Papa Leão XIV já está em Espanha para visita de sete dias
É a primeira visita de um Papa ao país em 15 anos.
O Papa chegou hoje a Madrid para uma visita de uma semana a Espanha que o levará também a Barcelona e às ilhas Canárias e que tem a imigração no centro da agenda.
Leão XIV aterrou no aeroporto Adolfo Suárez/Barajas, de Madrid, pouco antes das 10:15 locais (09:15 em Lisboa) e foi recebido, ao descer do avião, pelos Reis de Espanha, Felipe VI e Letizia, e pelo primeiro-ministro espanhol, Pedro Sánchez, assim como por outras autoridades políticas e da Igreja Católica no país.
O Papa e as autoridades seguiram depois em direção ao Palácio Real de Madrid, onde Leão XIV será recebido numa cerimónia com honras de Estado.
Durante a tarde, visitará um centro da Caritas que trabalha com pessoas em situação de sem-abrigo e, à noite, fará uma vigília com jovens no centro de Madrid em que são esperadas centenas de milhares de pessoas.
Esta é a primeira visita de um Papa a Espanha em 15 anos e esta "viagem apostólica" tem uma carga política inédita, que inclui um discurso no parlamento nacional, na segunda-feira, e dois dias dedicados à imigração e ao fenómeno das 'pateras', em 11 de 12 de junho, durante a deslocação às ilhas Canárias.

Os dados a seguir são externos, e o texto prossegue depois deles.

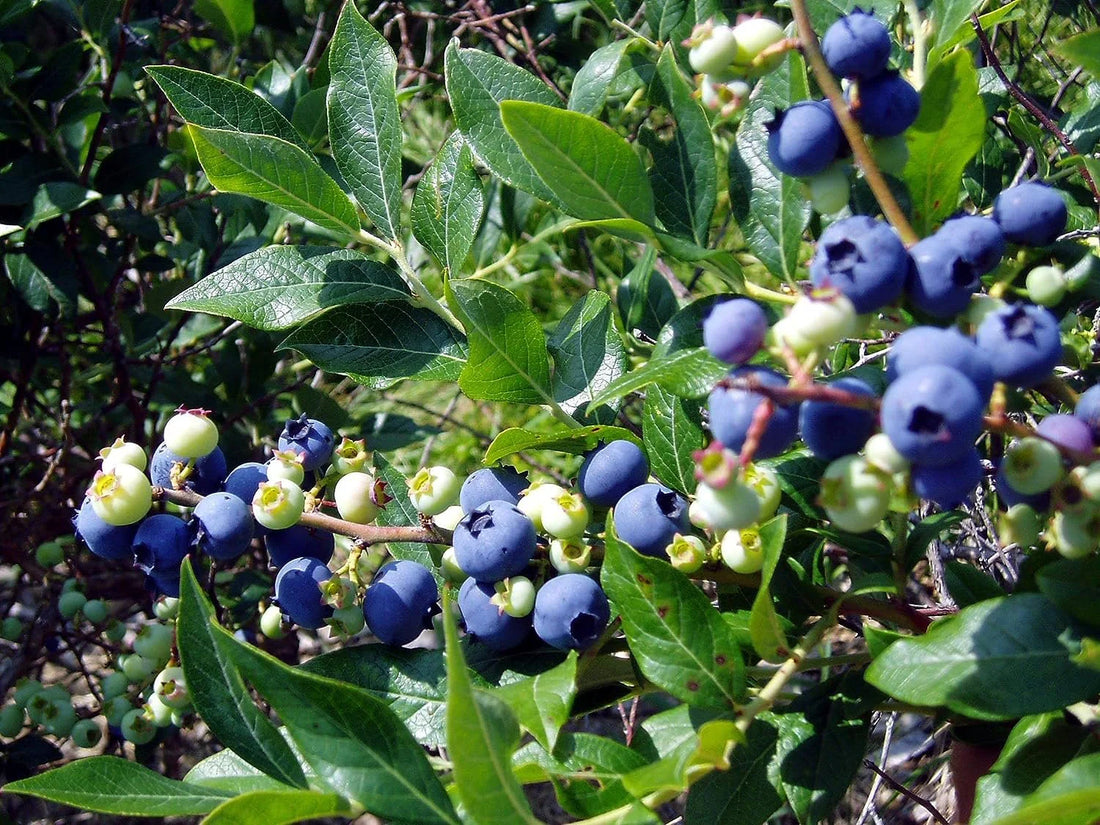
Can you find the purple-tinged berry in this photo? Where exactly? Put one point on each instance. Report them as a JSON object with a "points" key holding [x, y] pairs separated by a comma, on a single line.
{"points": [[571, 612], [1023, 342], [400, 602]]}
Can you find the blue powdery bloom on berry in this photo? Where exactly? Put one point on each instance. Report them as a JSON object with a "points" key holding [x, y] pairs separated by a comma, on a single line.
{"points": [[400, 602], [309, 438], [865, 260], [1023, 342], [571, 612]]}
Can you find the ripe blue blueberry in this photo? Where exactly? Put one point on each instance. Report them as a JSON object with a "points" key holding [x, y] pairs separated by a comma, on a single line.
{"points": [[105, 540], [400, 602], [932, 415], [222, 525], [832, 430], [309, 438], [494, 540], [571, 612], [612, 470], [734, 330], [205, 477], [979, 240], [888, 105], [486, 622], [1031, 213], [732, 411], [298, 592], [864, 259], [297, 541], [492, 484], [942, 279], [804, 140], [648, 518], [161, 543], [1023, 342], [924, 345], [948, 485], [857, 45]]}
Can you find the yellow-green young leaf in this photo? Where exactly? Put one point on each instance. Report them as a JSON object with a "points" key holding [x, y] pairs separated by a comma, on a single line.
{"points": [[592, 171], [364, 123], [482, 735], [275, 172], [112, 785], [278, 287], [947, 134]]}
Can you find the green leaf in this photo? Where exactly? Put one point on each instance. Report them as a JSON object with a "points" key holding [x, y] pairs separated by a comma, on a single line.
{"points": [[574, 440], [998, 659], [686, 373], [277, 807], [278, 287], [508, 359], [448, 205], [672, 429], [769, 207], [587, 354], [684, 173], [476, 83], [378, 344], [112, 785], [482, 735], [679, 638], [542, 703], [411, 682], [364, 123], [1082, 50], [276, 172], [593, 171], [235, 18], [215, 102], [352, 739], [219, 693], [766, 629], [947, 133]]}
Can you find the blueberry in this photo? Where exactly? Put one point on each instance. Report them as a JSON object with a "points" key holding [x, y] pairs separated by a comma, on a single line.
{"points": [[494, 540], [486, 622], [948, 485], [888, 105], [298, 592], [206, 476], [1031, 213], [865, 260], [942, 279], [161, 543], [857, 45], [732, 411], [1067, 431], [832, 430], [932, 415], [612, 470], [492, 484], [297, 541], [309, 438], [1023, 342], [105, 540], [978, 240], [924, 345], [400, 602], [734, 330], [804, 140], [649, 516], [571, 612]]}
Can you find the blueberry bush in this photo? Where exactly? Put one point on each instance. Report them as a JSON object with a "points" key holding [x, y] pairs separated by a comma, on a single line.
{"points": [[751, 354]]}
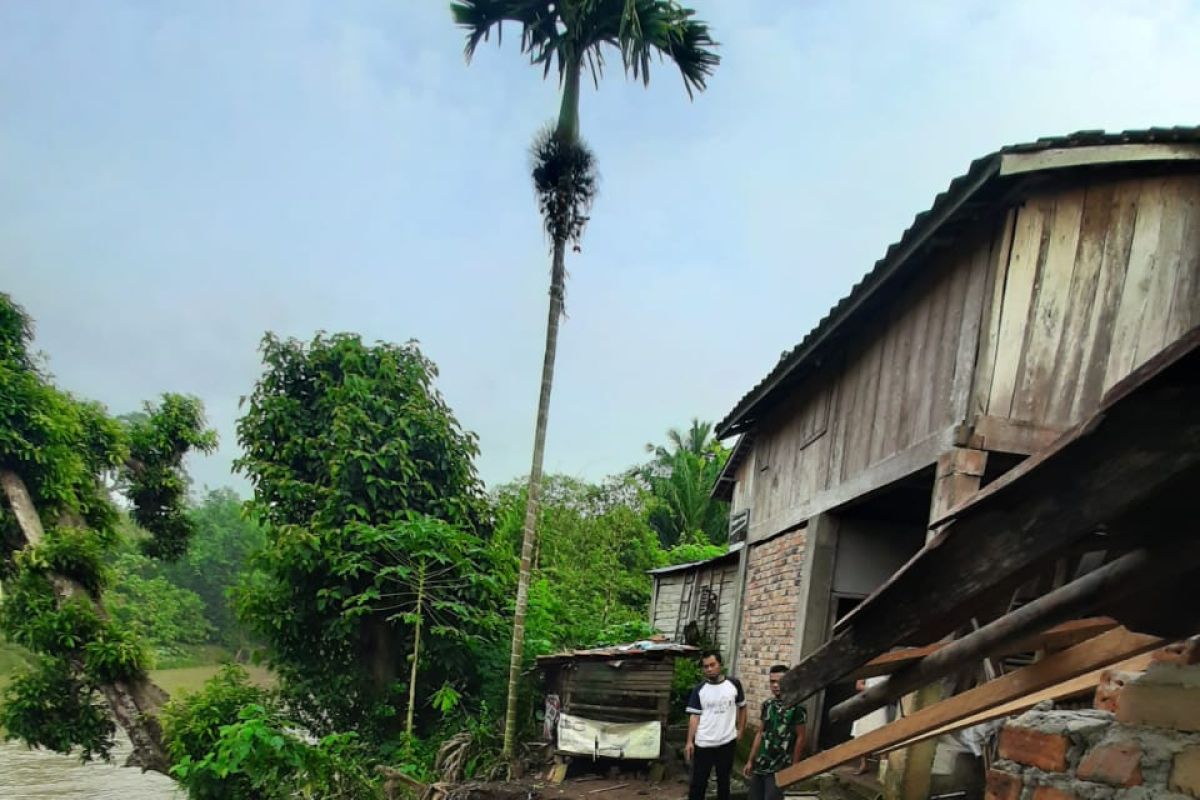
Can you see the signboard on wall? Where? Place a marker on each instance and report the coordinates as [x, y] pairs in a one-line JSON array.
[[582, 737]]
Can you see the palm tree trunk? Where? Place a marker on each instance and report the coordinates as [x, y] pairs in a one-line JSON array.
[[568, 127], [417, 648], [557, 289]]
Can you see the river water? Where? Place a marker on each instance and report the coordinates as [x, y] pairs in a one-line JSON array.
[[27, 774]]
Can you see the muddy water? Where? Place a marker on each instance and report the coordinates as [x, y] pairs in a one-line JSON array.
[[28, 774]]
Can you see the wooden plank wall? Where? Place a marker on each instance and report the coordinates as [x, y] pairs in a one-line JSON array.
[[666, 603], [892, 388], [1102, 276]]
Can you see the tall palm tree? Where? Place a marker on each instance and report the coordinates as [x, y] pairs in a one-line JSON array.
[[571, 36]]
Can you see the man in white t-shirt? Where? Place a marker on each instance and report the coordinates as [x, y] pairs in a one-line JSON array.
[[717, 717]]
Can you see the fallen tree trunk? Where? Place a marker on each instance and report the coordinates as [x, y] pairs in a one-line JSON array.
[[135, 703]]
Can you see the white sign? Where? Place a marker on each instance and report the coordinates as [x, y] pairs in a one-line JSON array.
[[581, 737]]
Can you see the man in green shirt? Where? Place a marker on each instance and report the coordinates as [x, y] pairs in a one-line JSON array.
[[778, 744]]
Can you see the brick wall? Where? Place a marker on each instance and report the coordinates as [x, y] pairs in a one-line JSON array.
[[769, 613], [1149, 747]]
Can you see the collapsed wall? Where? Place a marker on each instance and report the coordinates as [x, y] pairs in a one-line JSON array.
[[1141, 744]]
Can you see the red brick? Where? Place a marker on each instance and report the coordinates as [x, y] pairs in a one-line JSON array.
[[1186, 773], [1047, 751], [1002, 786], [1051, 793], [1116, 764]]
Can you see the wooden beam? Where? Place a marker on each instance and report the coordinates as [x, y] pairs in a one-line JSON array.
[[1015, 163], [1139, 571], [1145, 439], [1107, 649], [1073, 687], [907, 462], [1001, 434], [1056, 638]]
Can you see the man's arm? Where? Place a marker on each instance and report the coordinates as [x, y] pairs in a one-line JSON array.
[[748, 770], [802, 734]]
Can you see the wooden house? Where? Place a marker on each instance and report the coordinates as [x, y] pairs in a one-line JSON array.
[[696, 603], [1035, 283], [611, 702]]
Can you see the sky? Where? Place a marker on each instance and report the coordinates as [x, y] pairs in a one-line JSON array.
[[177, 179]]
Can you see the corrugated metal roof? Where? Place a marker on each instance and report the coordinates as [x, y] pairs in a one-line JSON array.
[[655, 648], [959, 202], [679, 567]]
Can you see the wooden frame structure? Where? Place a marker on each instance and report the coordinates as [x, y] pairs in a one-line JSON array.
[[1127, 473]]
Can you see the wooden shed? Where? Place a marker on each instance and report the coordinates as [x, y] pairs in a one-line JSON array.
[[697, 602], [1037, 282], [611, 702]]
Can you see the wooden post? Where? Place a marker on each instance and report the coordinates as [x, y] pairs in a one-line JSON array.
[[814, 612], [910, 771]]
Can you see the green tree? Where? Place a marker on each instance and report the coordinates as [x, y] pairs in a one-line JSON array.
[[681, 479], [166, 615], [349, 450], [573, 36], [58, 457], [217, 559]]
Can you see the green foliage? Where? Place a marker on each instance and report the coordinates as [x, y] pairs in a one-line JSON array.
[[594, 549], [76, 554], [559, 34], [231, 741], [216, 560], [690, 553], [155, 479], [169, 618], [358, 467], [681, 481], [51, 707], [66, 452]]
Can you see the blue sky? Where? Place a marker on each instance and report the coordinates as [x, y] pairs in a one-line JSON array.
[[175, 179]]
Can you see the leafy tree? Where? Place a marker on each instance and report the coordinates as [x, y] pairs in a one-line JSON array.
[[573, 36], [165, 615], [58, 456], [216, 560], [681, 479], [352, 453]]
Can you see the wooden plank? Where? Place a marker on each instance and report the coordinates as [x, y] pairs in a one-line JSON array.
[[1095, 227], [1056, 638], [1073, 687], [1001, 434], [885, 400], [994, 299], [903, 464], [1097, 342], [933, 365], [1145, 437], [862, 425], [1139, 276], [1185, 312], [1107, 649], [912, 364], [1050, 307], [966, 337], [1152, 334], [1023, 269]]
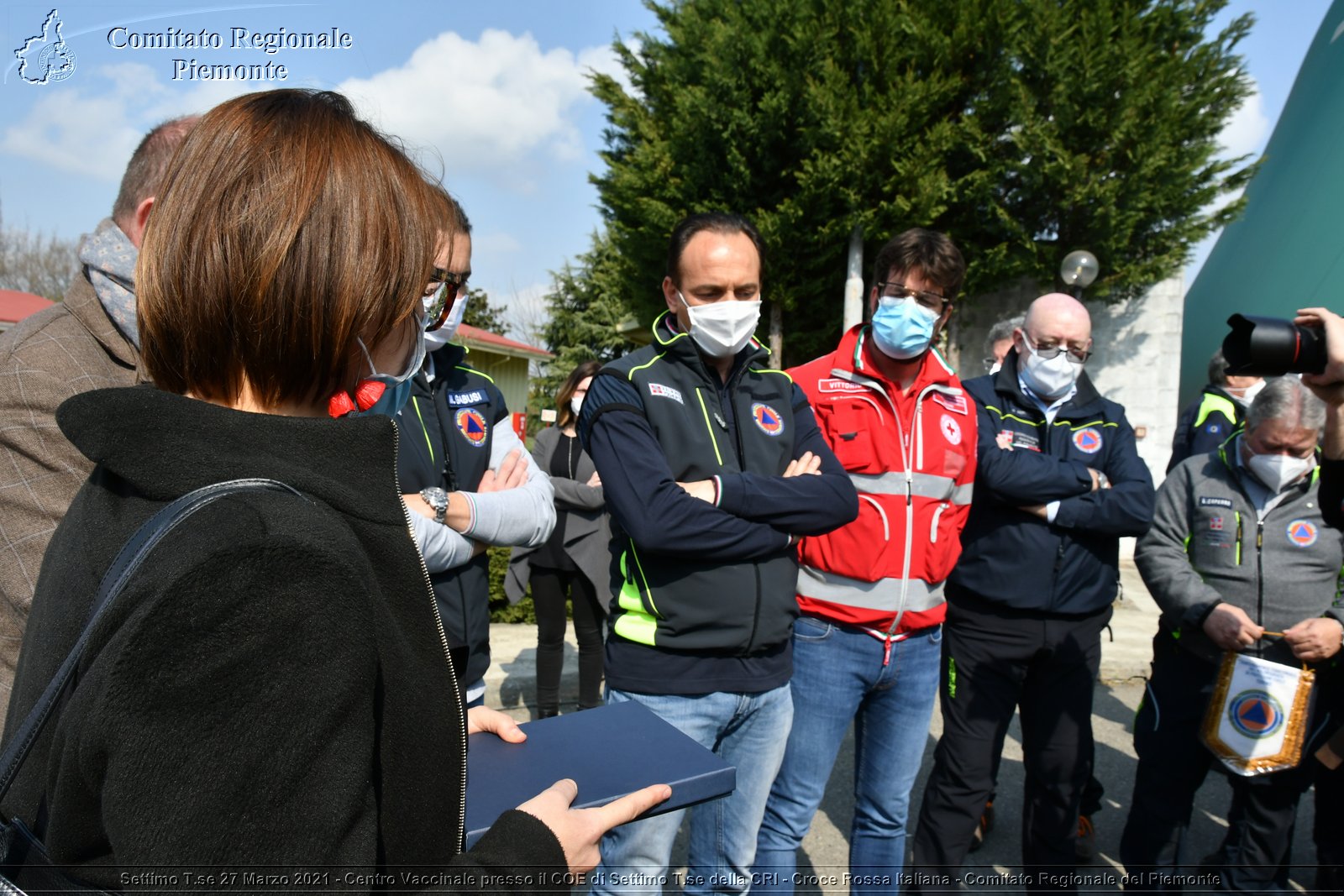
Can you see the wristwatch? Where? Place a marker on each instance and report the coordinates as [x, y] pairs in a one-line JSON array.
[[437, 499]]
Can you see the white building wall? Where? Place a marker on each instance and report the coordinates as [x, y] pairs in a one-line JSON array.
[[1136, 362]]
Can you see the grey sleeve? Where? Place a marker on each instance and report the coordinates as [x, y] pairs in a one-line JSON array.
[[1162, 558], [515, 517], [441, 547]]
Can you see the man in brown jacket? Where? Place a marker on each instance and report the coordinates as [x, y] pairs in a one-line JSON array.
[[84, 343]]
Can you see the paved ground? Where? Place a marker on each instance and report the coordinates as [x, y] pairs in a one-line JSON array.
[[824, 855]]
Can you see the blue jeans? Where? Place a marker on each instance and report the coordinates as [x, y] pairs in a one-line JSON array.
[[745, 730], [842, 674]]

A agenda da visita tem, além da dimensão puramente religiosa, uma componente institucional e de Estado, com encontros e eventos oficiais com a Família Real e o Governo, assim como uma dimensão social (focada no acolhimento e integração de imigrantes, de pessoas em situação de sem-abrigo e presos) e outra dimensão cultural, centrada em Barcelona e na obra de Antoni Gaudí, o arquiteto da Sagrada Família, que é desde este ano o templo católico mais alto do mundo.
Nas Canárias, Leão XIV vai concretizar o desejo do antecessor Francisco de ir a estas ilhas, que que lidam diariamente com a chegada de migrantes em embarcações precárias oriundas de África, conhecidas como 'pateras' ou 'cayucos'.
Em 2025, dados oficiais indicaram terem chegado 17.788 pessoas em 'pateras' às Canárias, depois dos recordes de 2023 e 2024, quando foram 39.910 e 46.843, respetivamente. Outras 3.100 morreram no mar no ano passado, de acordo com a organização não-governamental (ONG) Caminando Fronteras, que classifica a "rota das Canárias" a rota de imigração mais mortal do mundo.